The couple are now waiting for the government to advise them, by the end of March, how many experts it will be calling. Clarke said thus far they only knew of Dr David Bayever, of the Central Drug Authority, and Professor Shabir Banoo, of the Medicines Control Council.

“The trial of the plant is finally within our grasp,” Clarke said. The couple launched their application as far back as 2011, attacking local laws relating to the possession and use of cannabis, which they say are outdated, unconstitutional and irrational.

They are asking that the government legalise the use of this plant among consenting adults.

The pair turned to court after they were charged in the lower court over the use of dagga.
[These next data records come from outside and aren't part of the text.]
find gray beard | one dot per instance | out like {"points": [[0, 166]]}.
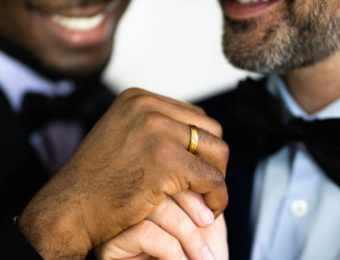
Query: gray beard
{"points": [[291, 44]]}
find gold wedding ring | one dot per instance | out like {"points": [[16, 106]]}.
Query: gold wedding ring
{"points": [[194, 138]]}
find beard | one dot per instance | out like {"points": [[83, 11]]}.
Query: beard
{"points": [[295, 34]]}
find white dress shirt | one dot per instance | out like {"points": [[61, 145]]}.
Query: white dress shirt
{"points": [[55, 142], [295, 207]]}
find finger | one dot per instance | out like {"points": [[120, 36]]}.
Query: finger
{"points": [[200, 177], [170, 217], [132, 93], [143, 238], [181, 112], [216, 237], [211, 148], [194, 206]]}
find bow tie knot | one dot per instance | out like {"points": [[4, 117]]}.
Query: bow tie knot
{"points": [[262, 125]]}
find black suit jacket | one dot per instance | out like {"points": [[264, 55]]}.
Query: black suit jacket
{"points": [[22, 174], [240, 172]]}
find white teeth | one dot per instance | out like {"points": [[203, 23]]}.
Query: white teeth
{"points": [[79, 23], [251, 1]]}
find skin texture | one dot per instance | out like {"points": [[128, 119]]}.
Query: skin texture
{"points": [[146, 234], [22, 30], [111, 184], [288, 35], [133, 160]]}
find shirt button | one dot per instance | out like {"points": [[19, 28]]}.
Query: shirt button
{"points": [[299, 208]]}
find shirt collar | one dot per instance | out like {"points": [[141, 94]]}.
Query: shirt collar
{"points": [[16, 79], [277, 86]]}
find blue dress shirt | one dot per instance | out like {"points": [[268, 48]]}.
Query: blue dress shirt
{"points": [[295, 207]]}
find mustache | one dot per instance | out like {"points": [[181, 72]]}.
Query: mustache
{"points": [[59, 5]]}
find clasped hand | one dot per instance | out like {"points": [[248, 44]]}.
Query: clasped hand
{"points": [[134, 159]]}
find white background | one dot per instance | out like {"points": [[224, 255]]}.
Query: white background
{"points": [[172, 47]]}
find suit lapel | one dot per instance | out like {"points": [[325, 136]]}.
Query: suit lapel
{"points": [[21, 174]]}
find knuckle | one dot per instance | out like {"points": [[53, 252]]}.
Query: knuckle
{"points": [[155, 121], [185, 226], [146, 230], [144, 102], [224, 150], [217, 178], [199, 109], [218, 128], [131, 92], [162, 208]]}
They said they had been using the plant for decades and that as upstanding, taxpaying citizens, it was their right to do so.

By comparing legislative developments, the prohibition of cannabis could no longer be justified in South Africa, they argued.
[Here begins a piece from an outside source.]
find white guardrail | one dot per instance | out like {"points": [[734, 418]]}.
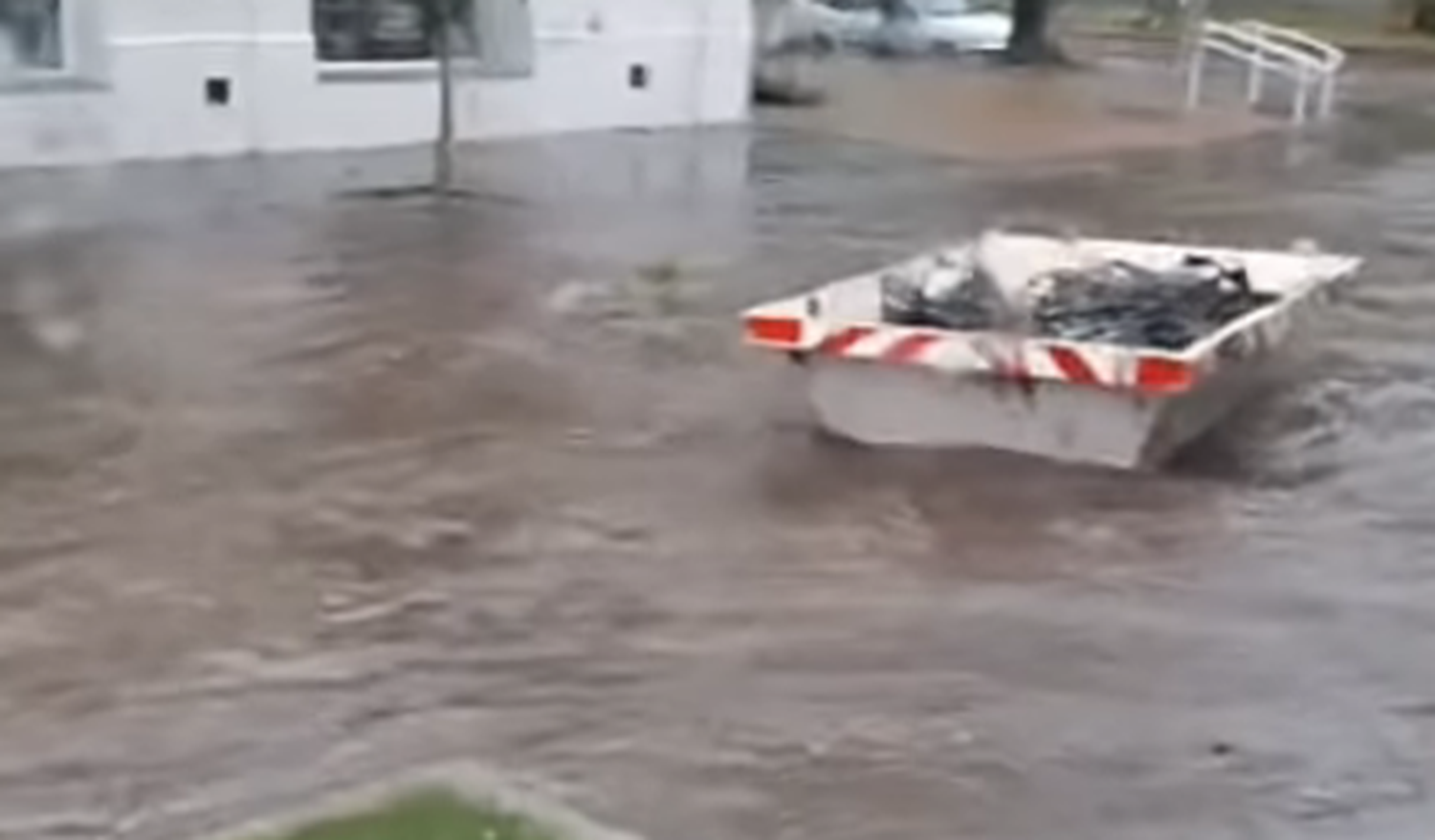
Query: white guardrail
{"points": [[1309, 63]]}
The criminal trial against them has been on hold for more than six years, pending the outcome of this challenge. Similarly, Clarke said, the trials of abut 40 other cannabis users were also on hold.

The aim in their legal challenge was to educate the public and the authorities about the use of dagga, to prove that it was not harmful, they said.

Clarke, who is in her late 40s and Stobbs, in his 50s, are both freelance art directors who live on a smallholding near Lanseria where they were arrested by police during a traumatic raid for cannabis.

One of the experts, whose opinion will be presented to court, is Professor Donald Abrams, chief of the Haematology-Oncology Division at San Francisco General Hospital.

He has recommended cannabis or its derivatives to patients for a variety of ailments for many decades. Abrams, among others, is of the opinion that cannabis has been proven to assist in the management of painful HIV-associated ailments. The use of cannabis has also been shown to reduce pain, including but not limited to the pain caused by diabetes and rheumatoid arthritis.

In cancer patients, it is said to reduce nausea and vomiting, it stimulates appetite and reduces pain.

The government is adamant that legislation prohibiting the use and possession of cannabis should not go up in smoke – these laws protect people against the use of this “addictive drug”. The couple will argue that the State has no business regulating what an individual does, but the government said it is, as “the use and possession of cannabis is harmful to the health and social well-being of the public”.